Unfortunately, the doctor did not clear me for school, and so I was unable to go back to Auburn for the summer as planned (i miss you school friends SO MUCH!). Prayers have now been focused on Africa and if I'll be well enough to leave the country. It's been up and down, and most family and friends have urged me to cancel my trip. I felt that I needed to wait, and let the doctor decide that. I finally was able to surrender to the Lord the doctor's decision (whatever it would be) just a week or so ago. My heart is in Africa and I surely want to go, but I also want to do what's best for my longterm health. It's been a time of confusion, but I finally decided that I'd trade my dissappointment over a "no", for that irreplaceable peace He has already so abundantly shared with me. So TODAY was decision day, and I'm excited to report that the Doctor's and nurses have given me the go ahead :) AHHHHHHHHHHHH. Africa, I'm a'comin'! In all honesty, i really thought he'd say no.. but he didn't. PRAISE GOD. My family really doesn't want me to go in fear of something happening, and the doc could change his mind by next weeks appointment so i guess its not totally final.. but as of now, he thinks there is no harm in going.
Here's where you come in AGAIN (if you're not worn out by all these requests yet):
*Will you please join me in praying the Lord's will over my trip?

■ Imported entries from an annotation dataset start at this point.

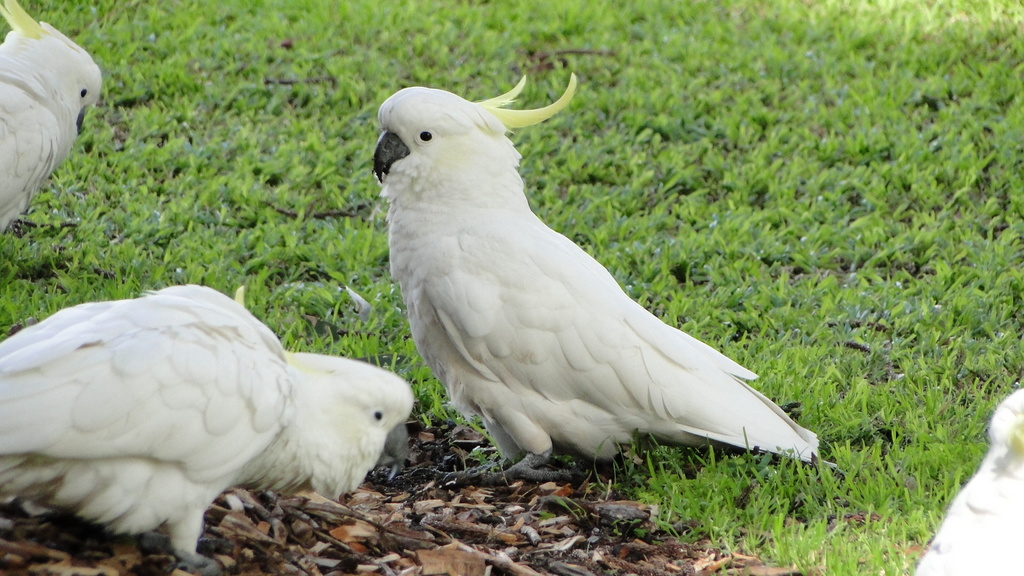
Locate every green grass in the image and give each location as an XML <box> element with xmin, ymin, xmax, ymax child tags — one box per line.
<box><xmin>0</xmin><ymin>0</ymin><xmax>1024</xmax><ymax>574</ymax></box>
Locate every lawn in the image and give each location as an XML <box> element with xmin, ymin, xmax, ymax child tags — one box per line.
<box><xmin>0</xmin><ymin>0</ymin><xmax>1024</xmax><ymax>575</ymax></box>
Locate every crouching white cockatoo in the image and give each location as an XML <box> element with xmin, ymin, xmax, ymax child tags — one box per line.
<box><xmin>374</xmin><ymin>75</ymin><xmax>818</xmax><ymax>480</ymax></box>
<box><xmin>0</xmin><ymin>0</ymin><xmax>102</xmax><ymax>232</ymax></box>
<box><xmin>0</xmin><ymin>286</ymin><xmax>413</xmax><ymax>572</ymax></box>
<box><xmin>915</xmin><ymin>390</ymin><xmax>1024</xmax><ymax>576</ymax></box>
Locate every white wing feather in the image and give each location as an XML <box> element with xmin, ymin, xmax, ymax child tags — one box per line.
<box><xmin>392</xmin><ymin>214</ymin><xmax>817</xmax><ymax>459</ymax></box>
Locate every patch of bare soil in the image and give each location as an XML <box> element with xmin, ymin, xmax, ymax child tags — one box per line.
<box><xmin>0</xmin><ymin>424</ymin><xmax>799</xmax><ymax>576</ymax></box>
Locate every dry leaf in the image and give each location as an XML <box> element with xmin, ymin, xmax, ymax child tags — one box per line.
<box><xmin>416</xmin><ymin>546</ymin><xmax>486</xmax><ymax>576</ymax></box>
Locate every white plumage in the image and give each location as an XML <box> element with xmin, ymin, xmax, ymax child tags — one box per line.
<box><xmin>0</xmin><ymin>286</ymin><xmax>413</xmax><ymax>559</ymax></box>
<box><xmin>374</xmin><ymin>76</ymin><xmax>818</xmax><ymax>467</ymax></box>
<box><xmin>0</xmin><ymin>0</ymin><xmax>102</xmax><ymax>232</ymax></box>
<box><xmin>916</xmin><ymin>390</ymin><xmax>1024</xmax><ymax>576</ymax></box>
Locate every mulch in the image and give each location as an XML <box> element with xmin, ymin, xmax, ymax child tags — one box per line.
<box><xmin>0</xmin><ymin>422</ymin><xmax>815</xmax><ymax>576</ymax></box>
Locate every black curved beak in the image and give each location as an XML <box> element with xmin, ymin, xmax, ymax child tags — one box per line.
<box><xmin>374</xmin><ymin>132</ymin><xmax>409</xmax><ymax>183</ymax></box>
<box><xmin>375</xmin><ymin>422</ymin><xmax>409</xmax><ymax>481</ymax></box>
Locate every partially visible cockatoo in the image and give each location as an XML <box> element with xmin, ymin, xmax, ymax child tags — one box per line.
<box><xmin>0</xmin><ymin>0</ymin><xmax>102</xmax><ymax>232</ymax></box>
<box><xmin>374</xmin><ymin>75</ymin><xmax>818</xmax><ymax>479</ymax></box>
<box><xmin>0</xmin><ymin>286</ymin><xmax>413</xmax><ymax>569</ymax></box>
<box><xmin>916</xmin><ymin>389</ymin><xmax>1024</xmax><ymax>576</ymax></box>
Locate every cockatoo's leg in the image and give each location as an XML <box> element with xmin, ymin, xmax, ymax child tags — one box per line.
<box><xmin>452</xmin><ymin>450</ymin><xmax>583</xmax><ymax>486</ymax></box>
<box><xmin>138</xmin><ymin>517</ymin><xmax>223</xmax><ymax>576</ymax></box>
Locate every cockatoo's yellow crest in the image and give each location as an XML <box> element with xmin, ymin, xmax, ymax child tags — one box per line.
<box><xmin>0</xmin><ymin>0</ymin><xmax>43</xmax><ymax>39</ymax></box>
<box><xmin>1010</xmin><ymin>417</ymin><xmax>1024</xmax><ymax>456</ymax></box>
<box><xmin>476</xmin><ymin>74</ymin><xmax>577</xmax><ymax>129</ymax></box>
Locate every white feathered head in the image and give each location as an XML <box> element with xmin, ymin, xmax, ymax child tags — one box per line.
<box><xmin>374</xmin><ymin>74</ymin><xmax>577</xmax><ymax>182</ymax></box>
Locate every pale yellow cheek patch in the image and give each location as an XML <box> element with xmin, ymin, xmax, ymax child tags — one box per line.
<box><xmin>0</xmin><ymin>0</ymin><xmax>43</xmax><ymax>40</ymax></box>
<box><xmin>476</xmin><ymin>74</ymin><xmax>577</xmax><ymax>129</ymax></box>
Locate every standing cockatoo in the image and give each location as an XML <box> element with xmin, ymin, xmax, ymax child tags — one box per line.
<box><xmin>0</xmin><ymin>286</ymin><xmax>413</xmax><ymax>571</ymax></box>
<box><xmin>374</xmin><ymin>76</ymin><xmax>818</xmax><ymax>479</ymax></box>
<box><xmin>915</xmin><ymin>390</ymin><xmax>1024</xmax><ymax>576</ymax></box>
<box><xmin>0</xmin><ymin>0</ymin><xmax>102</xmax><ymax>232</ymax></box>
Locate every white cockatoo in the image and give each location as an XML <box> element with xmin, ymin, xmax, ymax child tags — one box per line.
<box><xmin>374</xmin><ymin>75</ymin><xmax>818</xmax><ymax>479</ymax></box>
<box><xmin>0</xmin><ymin>286</ymin><xmax>413</xmax><ymax>571</ymax></box>
<box><xmin>916</xmin><ymin>389</ymin><xmax>1024</xmax><ymax>576</ymax></box>
<box><xmin>0</xmin><ymin>0</ymin><xmax>102</xmax><ymax>232</ymax></box>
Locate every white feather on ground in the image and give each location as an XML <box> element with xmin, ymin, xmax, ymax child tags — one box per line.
<box><xmin>0</xmin><ymin>286</ymin><xmax>413</xmax><ymax>560</ymax></box>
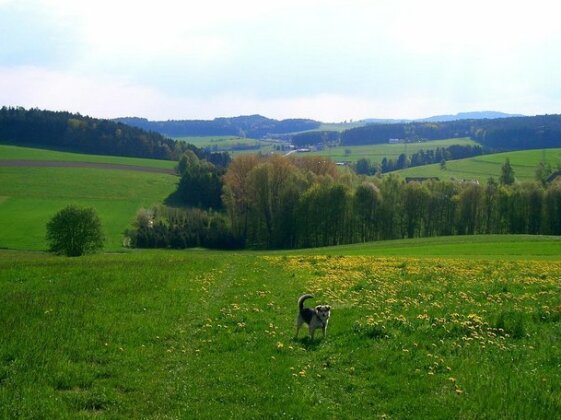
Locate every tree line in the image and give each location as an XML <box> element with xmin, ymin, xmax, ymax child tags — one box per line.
<box><xmin>0</xmin><ymin>107</ymin><xmax>230</xmax><ymax>166</ymax></box>
<box><xmin>341</xmin><ymin>115</ymin><xmax>561</xmax><ymax>151</ymax></box>
<box><xmin>126</xmin><ymin>155</ymin><xmax>561</xmax><ymax>249</ymax></box>
<box><xmin>115</xmin><ymin>115</ymin><xmax>320</xmax><ymax>138</ymax></box>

I want desperately to live out His best. Please pray for my family to have peace.
*I'm still in need of SUPPORT-- like, A LOT OF SUPPORT. I leave in 19 days. I know He's bigger than time or money. Please pray that it comes in.
*Will you pray for my friend Theresa, that is going with me? She has been on this rollercoaster of "yes and no's" with me, and if I don't go, she'll be there by herself. She is actually staying until December, and needs encouragement when we arrive to start her journey.
*Will you continue to pray for speedy recovery and restoration to FULL HEALTH? I know that God has a shield of protection around me, and wouldn't have me going if harm was ahead, but I want to be wise about decisions to avoid any more cysts or growth of this disease.
*I've got A LOT to do in 19 days. I have decisions about school in the fall, I have to move out of an apartment, and I have to get life in order before I ship out for 6 weeks.
I'd love it if you'd pray those things.. and hold me accountable for consistently praying these things (its cool, call me OUT!).

Psalm 138 says:
"I will praise You with my whole heart; Before the gods I will sing praises to You. I will worship toward Your holy temple, And praise Your name For Your lovingkindness and Your truth; For You have magnified Your word above all. In the day when I cried out, You answered me, And made me bold with strength... For great is the glory of the Lord. The Lord will perfect that which concerns me; Your mercy, O Lord, endures forever.." Psalm 138
That's where I am right now... right in the thick of Psalm 138. Digesting it, Claming it. He has not been slow in keep his promise. I've prayed Isaiah 58, "Then your light shall break forth like the morning, Your healing shall spring forth speedily, And your righteousness shall go before you; The glory of the LORD shall be your rear guard. Then you shall call, and the LORD will answer!" and I have seen him bring that verse to life and truth. He is a FAITHFUL FATHER.
thank you again, from my tip toes, for your kindness and friendship during this crazy month. You couldn't understand fully how you all have made me feel and I definitely didn't deserve it. To say I'm humbled is certainly an understatement.